Le ministre marocain de l’Intérieur, Chakib Benmoussa, a souligné que le règlement du conflit du Sahara occidental passe par un « dialogue direct » entre son pays et l’Algérie.

« Il est impossible de parvenir à un règlement sans une implication totale de ce pays dans le processus de paix », a indiqué M. Benmoussa lors de la réunion hebdomadaire jeudi à Rabat du Conseil de gouvernement.

M. Benmoussa, dont les propos sont cités vendredi par la presse locale, a, en outre, évoqué le blocage lors du 4e round de négociations de Manhasset, dans la banlieue de New York, qui a réuni du 16 au 18 mars, sous l’égide de l’ONU, le Maroc et le Front Polisario.

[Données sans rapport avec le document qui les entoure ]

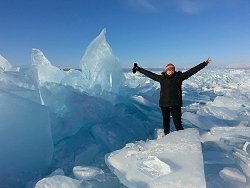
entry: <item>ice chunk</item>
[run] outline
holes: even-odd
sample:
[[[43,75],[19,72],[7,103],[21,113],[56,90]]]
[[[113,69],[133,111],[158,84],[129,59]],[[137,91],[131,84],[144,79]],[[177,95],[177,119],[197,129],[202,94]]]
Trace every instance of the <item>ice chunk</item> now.
[[[35,188],[47,188],[47,187],[81,188],[83,187],[81,185],[82,185],[82,181],[72,179],[66,176],[56,175],[56,176],[41,179],[40,181],[37,182]],[[84,186],[84,187],[88,188],[88,186]]]
[[[152,163],[145,160],[150,165],[142,172],[140,164],[144,160],[140,160],[147,158]],[[206,187],[196,129],[175,131],[161,139],[127,144],[121,150],[107,154],[106,164],[127,187]],[[168,166],[171,173],[168,173]],[[150,175],[150,171],[155,172],[156,168],[160,169],[159,174]]]
[[[219,174],[220,177],[223,178],[225,181],[235,185],[238,188],[243,188],[246,185],[246,176],[236,168],[223,168],[223,170],[221,170]]]
[[[106,29],[88,46],[79,66],[84,78],[89,80],[91,88],[100,88],[108,92],[117,92],[124,82],[121,64],[112,52],[105,38]]]
[[[218,144],[207,141],[202,144],[205,164],[234,164],[234,158],[229,152],[220,148]]]
[[[225,145],[236,147],[238,149],[244,150],[244,144],[246,144],[248,141],[250,141],[250,137],[245,136],[230,136],[230,137],[221,137],[220,142],[222,142]],[[246,150],[245,150],[246,151]]]
[[[56,169],[54,172],[52,172],[49,177],[56,176],[56,175],[61,175],[65,176],[64,170],[61,168]]]
[[[218,126],[218,119],[213,116],[202,116],[191,112],[184,112],[182,114],[182,118],[188,120],[190,123],[203,130],[210,130],[212,127]],[[221,121],[220,124],[222,124]],[[222,125],[226,126],[225,123]]]
[[[250,177],[250,157],[241,150],[235,150],[233,153],[235,161],[241,167],[242,171],[248,178]]]
[[[114,118],[107,124],[97,124],[91,128],[94,138],[105,144],[110,151],[120,149],[131,141],[146,140],[147,135],[142,130],[143,125],[131,115]]]
[[[97,167],[93,166],[75,166],[73,168],[74,176],[78,180],[97,180],[105,181],[104,172]]]
[[[33,65],[34,74],[36,75],[37,83],[61,83],[62,79],[66,75],[63,70],[52,66],[49,60],[39,49],[32,49],[31,62]]]
[[[210,132],[217,137],[238,135],[249,137],[250,127],[212,127]]]
[[[212,105],[217,107],[226,107],[234,111],[242,108],[242,101],[239,100],[239,98],[217,96],[212,102]]]
[[[12,68],[12,65],[3,57],[0,55],[0,72],[7,71]]]
[[[46,168],[53,157],[48,107],[0,90],[0,178]]]
[[[250,154],[250,142],[246,142],[243,145],[243,150]]]
[[[140,172],[152,179],[171,173],[170,166],[155,156],[146,156],[136,160],[136,166]]]
[[[237,113],[227,107],[217,107],[207,104],[208,110],[216,117],[226,120],[235,120],[238,118]]]

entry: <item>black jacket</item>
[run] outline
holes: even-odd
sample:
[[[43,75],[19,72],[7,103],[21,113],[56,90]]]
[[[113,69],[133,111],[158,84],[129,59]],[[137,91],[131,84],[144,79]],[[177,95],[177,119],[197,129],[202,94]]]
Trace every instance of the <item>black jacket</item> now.
[[[160,82],[161,91],[159,106],[172,107],[182,106],[182,82],[203,69],[206,65],[207,63],[203,62],[184,73],[181,71],[175,72],[172,76],[169,76],[166,73],[158,75],[140,67],[138,71],[145,76]]]

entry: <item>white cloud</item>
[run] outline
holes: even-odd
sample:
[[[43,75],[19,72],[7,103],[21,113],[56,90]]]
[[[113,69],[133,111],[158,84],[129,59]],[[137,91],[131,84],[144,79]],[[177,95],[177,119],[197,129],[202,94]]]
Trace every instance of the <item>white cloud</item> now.
[[[157,12],[158,8],[149,0],[127,0],[126,4],[139,11]]]
[[[197,0],[179,0],[178,6],[184,13],[195,14],[203,10],[207,3]]]

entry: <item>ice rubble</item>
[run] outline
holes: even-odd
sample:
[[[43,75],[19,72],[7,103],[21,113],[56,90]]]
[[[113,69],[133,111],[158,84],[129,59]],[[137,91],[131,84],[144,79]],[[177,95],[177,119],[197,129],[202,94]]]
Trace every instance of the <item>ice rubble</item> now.
[[[172,186],[204,187],[204,176],[208,188],[249,186],[249,71],[206,68],[185,81],[185,130],[161,138],[159,84],[123,73],[105,32],[84,54],[83,72],[59,69],[35,48],[31,65],[14,67],[1,56],[0,187],[153,187],[193,168],[204,175],[181,175]],[[176,156],[194,142],[194,158]],[[128,173],[124,161],[133,163]],[[135,172],[145,178],[130,181]]]
[[[206,187],[196,129],[127,144],[107,155],[106,163],[127,187]]]

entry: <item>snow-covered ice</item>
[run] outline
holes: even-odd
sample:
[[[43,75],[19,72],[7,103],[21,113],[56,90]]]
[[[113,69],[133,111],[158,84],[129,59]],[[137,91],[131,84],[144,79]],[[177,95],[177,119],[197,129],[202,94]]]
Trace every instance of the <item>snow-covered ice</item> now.
[[[184,81],[185,130],[164,136],[159,83],[122,69],[105,34],[82,71],[0,56],[0,187],[249,187],[250,71]]]
[[[196,129],[127,144],[108,154],[106,163],[127,187],[206,187]]]

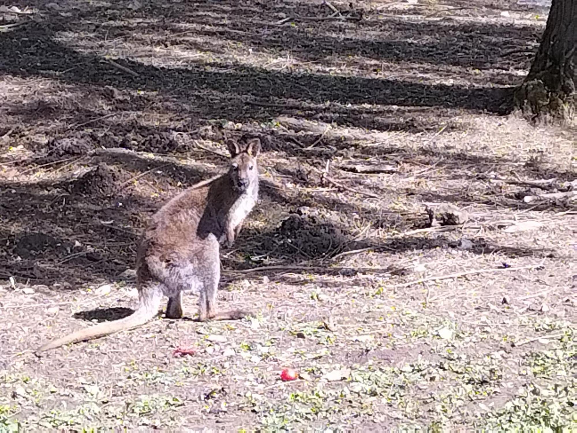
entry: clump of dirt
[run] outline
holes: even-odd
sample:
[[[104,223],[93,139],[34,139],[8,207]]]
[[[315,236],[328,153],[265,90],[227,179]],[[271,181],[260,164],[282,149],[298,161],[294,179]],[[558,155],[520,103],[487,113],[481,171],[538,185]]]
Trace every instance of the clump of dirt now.
[[[90,137],[81,135],[77,137],[63,137],[53,139],[42,149],[37,150],[40,156],[36,159],[39,164],[49,163],[87,154],[94,147]]]
[[[433,226],[457,226],[469,220],[469,215],[466,211],[450,203],[427,207],[426,211]]]
[[[347,242],[340,228],[314,215],[291,214],[272,235],[263,240],[265,251],[309,259],[331,257]]]
[[[74,195],[110,197],[118,190],[121,180],[117,170],[100,163],[72,182],[71,191]]]
[[[14,247],[14,254],[22,259],[29,259],[55,250],[69,252],[71,244],[61,242],[44,233],[29,233],[21,236]]]

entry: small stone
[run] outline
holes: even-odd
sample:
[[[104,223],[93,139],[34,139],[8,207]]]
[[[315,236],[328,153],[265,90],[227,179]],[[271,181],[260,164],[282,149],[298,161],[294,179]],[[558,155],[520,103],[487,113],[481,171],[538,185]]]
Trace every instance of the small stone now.
[[[14,394],[20,397],[26,397],[26,390],[21,386],[18,386],[14,390]]]
[[[105,294],[108,294],[112,291],[112,286],[110,284],[104,284],[103,286],[100,286],[99,288],[96,289],[94,292],[100,296],[103,296]]]
[[[234,349],[233,349],[232,348],[228,348],[222,353],[222,354],[223,356],[227,356],[227,357],[234,356],[235,354],[237,354],[237,352],[235,352]]]
[[[437,333],[439,334],[439,336],[444,340],[448,340],[453,338],[452,330],[449,329],[449,328],[446,326],[445,327],[441,328],[441,329],[437,331]]]
[[[260,357],[257,355],[253,355],[250,357],[250,362],[253,364],[258,364],[260,362]]]
[[[336,382],[342,379],[346,379],[351,373],[349,368],[343,368],[340,370],[333,370],[323,376],[323,378],[328,382]]]
[[[226,337],[224,335],[215,334],[209,335],[207,337],[207,339],[213,343],[226,343],[227,341]]]
[[[355,337],[355,341],[359,341],[361,343],[368,343],[374,339],[374,335],[357,335]]]
[[[457,248],[459,249],[471,249],[474,244],[467,238],[461,238]]]
[[[46,309],[46,312],[54,315],[58,313],[59,309],[60,308],[58,307],[51,307],[50,308]]]

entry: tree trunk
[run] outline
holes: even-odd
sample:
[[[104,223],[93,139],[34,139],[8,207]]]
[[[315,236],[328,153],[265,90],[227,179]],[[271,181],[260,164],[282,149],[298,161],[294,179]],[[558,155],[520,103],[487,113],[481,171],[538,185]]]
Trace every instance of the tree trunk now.
[[[552,0],[539,50],[514,94],[515,107],[534,120],[575,122],[577,0]]]

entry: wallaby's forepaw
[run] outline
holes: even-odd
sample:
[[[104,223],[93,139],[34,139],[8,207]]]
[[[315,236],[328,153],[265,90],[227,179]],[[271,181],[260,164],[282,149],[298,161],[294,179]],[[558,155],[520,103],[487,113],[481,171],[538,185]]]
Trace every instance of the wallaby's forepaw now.
[[[235,309],[228,312],[228,318],[231,320],[239,320],[250,315],[252,315],[252,313],[250,311],[241,309]]]

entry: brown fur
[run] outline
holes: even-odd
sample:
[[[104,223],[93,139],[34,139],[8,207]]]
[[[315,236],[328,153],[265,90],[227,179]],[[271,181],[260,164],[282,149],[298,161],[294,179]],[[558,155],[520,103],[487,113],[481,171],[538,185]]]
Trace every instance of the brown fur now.
[[[231,155],[227,173],[185,189],[152,218],[138,244],[136,259],[138,303],[134,312],[48,342],[36,353],[144,324],[168,297],[166,316],[182,315],[183,292],[198,294],[199,318],[239,319],[245,313],[219,313],[216,290],[220,278],[220,244],[231,244],[258,193],[258,139],[245,145],[228,140]]]

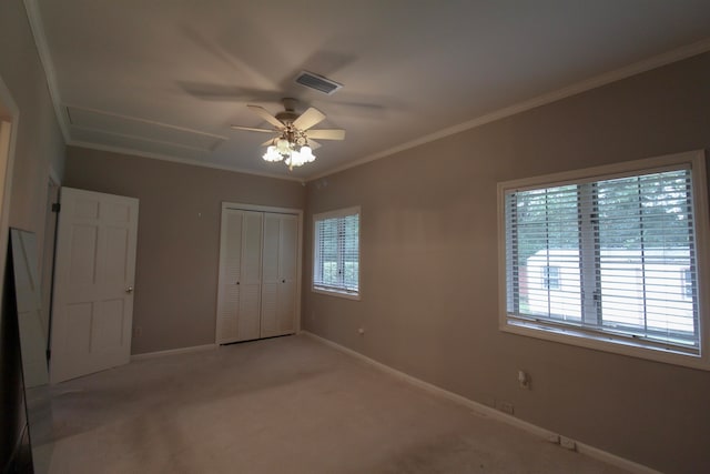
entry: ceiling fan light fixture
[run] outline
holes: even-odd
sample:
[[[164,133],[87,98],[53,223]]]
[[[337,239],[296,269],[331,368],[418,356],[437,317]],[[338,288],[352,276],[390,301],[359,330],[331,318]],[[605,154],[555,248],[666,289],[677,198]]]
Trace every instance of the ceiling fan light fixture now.
[[[298,154],[304,163],[311,163],[315,161],[315,154],[313,154],[313,150],[307,144],[301,147],[301,150],[298,150]]]
[[[291,143],[285,138],[276,140],[276,150],[281,154],[287,154],[291,151]]]
[[[272,163],[284,159],[283,154],[278,153],[276,147],[274,147],[273,144],[266,149],[266,152],[262,158],[264,159],[264,161],[268,161]]]

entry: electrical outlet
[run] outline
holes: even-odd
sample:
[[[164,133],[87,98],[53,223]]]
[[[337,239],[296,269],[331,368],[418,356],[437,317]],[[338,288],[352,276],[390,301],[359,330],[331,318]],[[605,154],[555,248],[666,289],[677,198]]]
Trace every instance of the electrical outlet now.
[[[520,389],[530,390],[530,375],[525,371],[518,371],[518,385]]]
[[[503,413],[507,413],[509,415],[515,414],[515,407],[513,406],[513,403],[510,403],[510,402],[498,401],[498,402],[496,402],[496,409],[498,409]]]
[[[575,442],[575,440],[571,440],[569,437],[560,436],[559,445],[562,446],[565,450],[577,451],[577,442]]]

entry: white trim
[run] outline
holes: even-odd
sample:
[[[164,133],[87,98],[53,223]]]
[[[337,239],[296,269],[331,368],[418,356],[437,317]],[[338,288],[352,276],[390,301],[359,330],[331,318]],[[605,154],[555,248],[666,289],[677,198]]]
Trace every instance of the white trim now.
[[[515,416],[508,415],[506,413],[499,412],[498,410],[491,409],[490,406],[486,406],[481,403],[478,402],[474,402],[470,399],[466,399],[465,396],[458,395],[454,392],[449,392],[445,389],[442,389],[440,386],[430,384],[428,382],[425,382],[420,379],[417,379],[415,376],[412,376],[407,373],[404,373],[402,371],[398,371],[396,369],[390,367],[389,365],[385,365],[381,362],[375,361],[374,359],[371,359],[364,354],[361,354],[359,352],[353,351],[352,349],[345,347],[344,345],[341,345],[336,342],[333,342],[331,340],[327,340],[325,337],[322,337],[317,334],[314,334],[312,332],[308,331],[301,331],[301,334],[304,334],[308,337],[312,337],[315,341],[318,341],[329,347],[333,347],[337,351],[341,351],[347,355],[351,355],[355,359],[358,359],[372,366],[374,366],[375,369],[378,369],[389,375],[393,375],[404,382],[407,382],[414,386],[417,386],[419,389],[423,389],[434,395],[437,396],[442,396],[446,400],[449,400],[454,403],[457,403],[459,405],[463,405],[469,410],[471,410],[473,412],[475,412],[478,415],[481,415],[484,417],[490,417],[491,420],[496,420],[503,423],[506,423],[508,425],[515,426],[517,428],[520,428],[523,431],[526,431],[535,436],[541,437],[544,440],[550,440],[552,438],[552,436],[558,436],[557,433],[546,430],[541,426],[535,425],[532,423],[528,423],[526,421],[523,421],[520,418],[516,418]],[[571,438],[570,438],[571,440]],[[617,456],[616,454],[611,454],[609,452],[599,450],[598,447],[591,446],[589,444],[585,444],[585,443],[580,443],[576,440],[572,440],[576,444],[577,444],[577,451],[581,454],[585,454],[589,457],[594,457],[596,460],[599,460],[601,462],[605,462],[607,464],[613,465],[616,467],[620,467],[623,470],[627,470],[631,473],[637,473],[637,474],[661,474],[659,471],[652,470],[648,466],[645,466],[642,464],[636,463],[633,461],[629,461],[627,458]]]
[[[85,147],[85,148],[94,148],[97,150],[106,150],[106,151],[120,151],[120,152],[124,152],[124,150],[118,150],[115,148],[111,148],[110,150],[108,150],[109,148],[103,148],[103,145],[98,145],[98,144],[87,144],[87,143],[82,143],[82,142],[78,142],[78,141],[73,141],[71,140],[71,135],[69,132],[69,118],[67,115],[65,109],[61,107],[61,95],[59,93],[59,87],[57,85],[57,73],[54,70],[54,65],[52,62],[52,58],[50,54],[50,50],[48,47],[48,42],[47,42],[47,37],[44,34],[44,28],[42,24],[42,19],[41,19],[41,14],[40,14],[40,9],[37,4],[37,0],[23,0],[24,1],[24,8],[27,10],[28,13],[28,19],[30,22],[30,28],[32,30],[32,34],[34,37],[34,43],[37,44],[37,49],[38,49],[38,53],[40,57],[40,61],[44,68],[44,74],[47,75],[47,83],[49,87],[49,91],[50,91],[50,97],[52,98],[52,103],[54,104],[54,113],[57,114],[57,119],[59,121],[59,125],[60,129],[62,131],[62,134],[64,135],[64,141],[68,144],[73,144],[73,145],[81,145],[81,147]],[[662,65],[667,65],[677,61],[681,61],[683,59],[697,56],[697,54],[701,54],[703,52],[710,51],[710,38],[708,39],[703,39],[701,41],[691,43],[691,44],[687,44],[684,47],[661,53],[661,54],[657,54],[653,56],[651,58],[635,62],[632,64],[629,64],[627,67],[620,68],[620,69],[616,69],[613,71],[608,71],[605,72],[602,74],[592,77],[590,79],[580,81],[580,82],[576,82],[571,85],[568,85],[566,88],[562,89],[558,89],[556,91],[551,91],[548,93],[544,93],[541,95],[538,95],[536,98],[523,101],[523,102],[518,102],[516,104],[499,109],[495,112],[491,113],[487,113],[484,115],[480,115],[478,118],[468,120],[464,123],[460,123],[458,125],[454,125],[454,127],[449,127],[443,130],[439,130],[438,132],[434,132],[434,133],[429,133],[427,135],[420,137],[416,140],[412,140],[408,142],[405,142],[403,144],[399,144],[397,147],[393,147],[390,149],[377,152],[377,153],[373,153],[366,157],[363,157],[361,159],[351,161],[349,163],[343,164],[341,167],[336,167],[333,168],[328,171],[325,171],[323,173],[318,173],[318,174],[314,174],[312,177],[306,177],[306,178],[293,178],[293,177],[284,177],[284,175],[274,175],[274,174],[270,174],[270,173],[261,173],[261,172],[253,172],[253,171],[245,171],[242,169],[236,169],[236,168],[231,168],[231,167],[223,167],[223,165],[209,165],[206,163],[202,163],[202,162],[195,162],[195,163],[191,163],[191,164],[195,164],[199,167],[207,167],[207,168],[215,168],[215,169],[221,169],[221,170],[226,170],[226,171],[236,171],[240,173],[246,173],[246,174],[255,174],[255,175],[262,175],[262,177],[268,177],[268,178],[278,178],[278,179],[284,179],[284,180],[292,180],[292,181],[301,181],[301,182],[308,182],[308,181],[313,181],[313,180],[317,180],[321,179],[323,177],[328,177],[331,174],[335,174],[338,173],[341,171],[345,171],[348,170],[351,168],[355,168],[358,167],[361,164],[365,164],[368,163],[371,161],[375,161],[378,160],[381,158],[385,158],[385,157],[389,157],[392,154],[405,151],[405,150],[409,150],[413,149],[415,147],[419,147],[422,144],[435,141],[435,140],[439,140],[443,139],[445,137],[449,137],[453,135],[455,133],[459,133],[466,130],[470,130],[470,129],[475,129],[477,127],[484,125],[486,123],[490,123],[490,122],[495,122],[497,120],[500,119],[505,119],[506,117],[510,117],[510,115],[515,115],[517,113],[520,112],[525,112],[527,110],[530,109],[535,109],[537,107],[540,105],[545,105],[551,102],[556,102],[558,100],[591,90],[591,89],[596,89],[599,88],[601,85],[606,85],[609,84],[611,82],[616,82],[619,81],[621,79],[626,79],[629,78],[631,75],[636,75],[636,74],[640,74],[642,72],[646,71],[650,71],[652,69],[657,69],[660,68]],[[134,152],[131,151],[133,154],[136,154],[139,157],[143,157],[143,158],[154,158],[154,159],[159,159],[159,160],[166,160],[166,161],[178,161],[178,160],[171,160],[169,158],[165,157],[161,157],[155,153],[142,153],[142,152]],[[180,162],[180,161],[179,161]]]
[[[303,209],[296,208],[277,208],[273,205],[245,204],[240,202],[222,201],[222,210],[224,211],[225,209],[241,209],[242,211],[254,212],[273,212],[276,214],[297,214],[303,219]]]
[[[698,324],[700,335],[700,355],[657,349],[640,340],[629,341],[606,335],[604,332],[587,334],[580,329],[557,329],[544,323],[510,321],[507,311],[507,271],[506,271],[506,222],[505,194],[511,190],[525,190],[539,185],[557,186],[572,182],[586,182],[591,179],[612,179],[638,172],[660,171],[663,168],[688,164],[692,169],[693,216],[696,221],[696,254],[698,258]],[[541,339],[562,344],[587,347],[596,351],[628,355],[668,364],[710,371],[710,244],[708,240],[708,186],[706,174],[706,153],[696,150],[663,157],[618,162],[581,170],[565,171],[547,175],[524,178],[499,182],[497,185],[498,214],[498,327],[500,331],[523,336]]]
[[[49,46],[47,42],[47,36],[44,36],[44,24],[42,22],[42,16],[37,0],[23,0],[24,10],[27,11],[27,18],[30,23],[30,30],[34,37],[34,44],[37,46],[37,52],[40,57],[40,62],[44,69],[44,77],[47,78],[47,87],[49,89],[49,95],[54,105],[54,114],[57,115],[57,122],[59,129],[62,131],[64,142],[69,142],[71,134],[69,133],[69,117],[67,117],[65,109],[62,108],[62,99],[59,93],[59,87],[57,85],[57,72],[54,70],[54,63],[52,62],[52,56],[49,52]]]
[[[190,352],[211,351],[217,349],[217,344],[193,345],[190,347],[169,349],[165,351],[144,352],[142,354],[131,355],[131,362],[144,361],[146,359],[162,357],[165,355],[187,354]]]
[[[274,173],[267,173],[267,172],[261,172],[261,171],[254,171],[254,170],[246,170],[246,169],[237,168],[237,167],[227,167],[227,165],[224,165],[224,164],[205,163],[205,162],[202,162],[202,161],[190,160],[190,159],[186,159],[186,158],[169,157],[169,155],[162,154],[162,153],[139,151],[139,150],[133,150],[133,149],[123,148],[123,147],[103,145],[103,144],[83,142],[83,141],[78,141],[78,140],[70,140],[70,141],[67,142],[67,145],[69,145],[69,147],[81,147],[81,148],[87,148],[89,150],[108,151],[108,152],[111,152],[111,153],[123,154],[123,155],[128,155],[128,157],[151,158],[151,159],[154,159],[154,160],[170,161],[172,163],[190,164],[190,165],[193,165],[193,167],[212,168],[212,169],[215,169],[215,170],[232,171],[232,172],[235,172],[235,173],[252,174],[252,175],[262,177],[262,178],[273,178],[273,179],[276,179],[276,180],[297,181],[300,183],[304,182],[303,179],[296,178],[296,177],[291,177],[291,175],[285,175],[284,177],[283,174],[274,174]]]
[[[662,54],[655,56],[652,58],[648,58],[648,59],[635,62],[632,64],[629,64],[620,69],[616,69],[613,71],[608,71],[602,74],[595,75],[584,81],[576,82],[571,85],[567,85],[562,89],[547,92],[541,95],[537,95],[532,99],[528,99],[523,102],[518,102],[513,105],[498,109],[495,112],[486,113],[478,118],[468,120],[464,123],[459,123],[458,125],[448,127],[446,129],[439,130],[438,132],[419,137],[416,140],[402,143],[397,147],[393,147],[390,149],[363,157],[361,159],[345,163],[341,167],[331,169],[329,171],[314,174],[313,177],[308,177],[306,178],[306,181],[314,181],[324,177],[328,177],[331,174],[339,173],[341,171],[359,167],[361,164],[379,160],[381,158],[389,157],[392,154],[395,154],[405,150],[409,150],[415,147],[423,145],[425,143],[429,143],[456,133],[460,133],[466,130],[475,129],[477,127],[485,125],[487,123],[491,123],[500,119],[505,119],[507,117],[516,115],[518,113],[526,112],[528,110],[538,108],[540,105],[546,105],[548,103],[557,102],[558,100],[566,99],[568,97],[576,95],[592,89],[597,89],[602,85],[607,85],[612,82],[620,81],[622,79],[630,78],[632,75],[650,71],[652,69],[660,68],[662,65],[671,64],[673,62],[681,61],[683,59],[691,58],[697,54],[702,54],[708,51],[710,51],[710,38],[678,48],[672,51],[668,51]]]
[[[9,113],[9,117],[0,117],[0,153],[7,153],[4,170],[0,170],[3,184],[0,186],[0,269],[4,269],[7,262],[8,240],[10,239],[10,200],[12,198],[12,179],[14,170],[14,149],[20,123],[20,108],[12,98],[10,89],[0,75],[0,103]],[[9,129],[9,130],[8,130]],[[9,133],[9,137],[7,135]],[[4,137],[2,137],[4,135]],[[3,174],[4,173],[4,174]],[[0,288],[4,288],[4,272],[0,274]],[[0,290],[1,292],[1,290]]]

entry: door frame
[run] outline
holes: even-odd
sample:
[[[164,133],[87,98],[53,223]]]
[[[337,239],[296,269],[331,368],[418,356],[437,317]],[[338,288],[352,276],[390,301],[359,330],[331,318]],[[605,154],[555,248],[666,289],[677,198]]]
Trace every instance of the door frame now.
[[[275,208],[271,205],[257,205],[257,204],[245,204],[241,202],[226,202],[222,201],[222,210],[220,213],[220,222],[222,222],[222,216],[224,215],[224,211],[226,210],[237,210],[237,211],[253,211],[253,212],[271,212],[274,214],[290,214],[296,215],[298,219],[298,242],[297,248],[298,252],[296,254],[296,334],[301,332],[301,291],[302,291],[302,280],[303,280],[303,209],[295,208]],[[220,224],[220,242],[225,239],[226,226]],[[216,292],[216,305],[220,304],[220,269],[222,268],[222,253],[220,252],[220,261],[217,262],[217,292]],[[216,311],[214,315],[214,343],[217,344],[217,320],[216,320]]]
[[[4,269],[10,239],[10,198],[19,121],[20,108],[0,75],[0,269]],[[4,272],[0,271],[0,288],[4,288],[3,283]]]

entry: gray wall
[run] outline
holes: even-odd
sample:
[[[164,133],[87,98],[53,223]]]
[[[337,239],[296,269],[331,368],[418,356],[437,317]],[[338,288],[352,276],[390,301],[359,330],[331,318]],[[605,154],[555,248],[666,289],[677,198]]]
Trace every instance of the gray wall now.
[[[140,200],[133,354],[214,343],[222,201],[305,203],[295,181],[75,147],[64,185]]]
[[[304,329],[657,470],[710,472],[710,372],[503,333],[496,283],[497,182],[710,148],[709,84],[694,57],[311,182]],[[312,214],[356,204],[362,301],[312,293]]]
[[[20,109],[10,225],[36,232],[41,243],[50,168],[61,180],[64,141],[22,0],[2,0],[0,77]]]

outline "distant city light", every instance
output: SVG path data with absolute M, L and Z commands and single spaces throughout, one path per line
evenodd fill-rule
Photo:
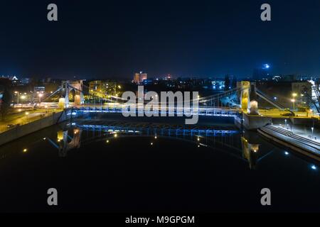
M 269 64 L 265 64 L 263 67 L 265 67 L 265 69 L 269 69 L 270 67 L 270 65 L 269 65 Z

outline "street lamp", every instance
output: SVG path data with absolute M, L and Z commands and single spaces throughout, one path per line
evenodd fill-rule
M 41 104 L 41 97 L 42 97 L 43 94 L 41 93 L 40 93 L 38 96 L 39 96 L 39 104 Z
M 19 104 L 19 92 L 14 92 L 14 94 L 16 94 L 18 95 L 17 96 L 17 105 Z
M 296 102 L 296 99 L 291 99 L 291 101 L 293 103 L 293 105 L 294 105 L 294 109 L 293 109 L 293 111 L 294 111 L 294 109 L 295 109 L 295 108 L 294 108 L 294 103 Z
M 26 112 L 26 118 L 27 123 L 28 123 L 28 115 L 29 115 L 29 112 Z

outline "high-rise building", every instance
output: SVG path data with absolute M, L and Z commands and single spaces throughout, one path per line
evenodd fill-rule
M 255 69 L 253 71 L 252 79 L 254 80 L 267 79 L 270 77 L 269 70 L 270 66 L 265 64 L 262 67 Z
M 139 73 L 137 72 L 134 74 L 134 83 L 135 84 L 142 84 L 144 79 L 146 79 L 147 74 L 146 73 L 142 73 L 142 72 L 140 72 Z

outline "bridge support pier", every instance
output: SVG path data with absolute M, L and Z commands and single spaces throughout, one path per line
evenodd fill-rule
M 257 130 L 272 123 L 272 118 L 259 115 L 242 114 L 243 127 L 247 130 Z

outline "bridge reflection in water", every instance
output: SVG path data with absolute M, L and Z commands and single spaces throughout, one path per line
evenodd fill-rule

Cette réunion n’a pas permis d’entamer de « véritables négociations » sur le projet d’autonomie du Maroc « parce que les autres parties ont procédé à une lecture sélective des textes et résolutions onusiennes et leur ont donné des interprétations étriquées qui servent leurs intérêts », a-t-il ajouté.

Ancienne colonie espagnole, le Sahara occidental est sous contrôle du Maroc depuis 1975.

En avril dernier, le Maroc avait soumis à l’ONU un projet d’autonomie pour le Sahara occidental, qui prévoit un Parlement et un gouvernement autonomes. Le secteur de l’Education ou la gestion des affaires du territoire reviendraient à ce pouvoir autonome, alors que les Affaires étrangères, la Défense, la Monnaie, la Gendarmerie ou la Douane devraient rester aux mains de Rabat.

Le Polisario, mouvement indépendantiste soutenu par l’Algérie, rejette jusqu’ici le projet marocain d’autonomie et réaffirme « le droit du peuple sahraoui à l’autodétermination ».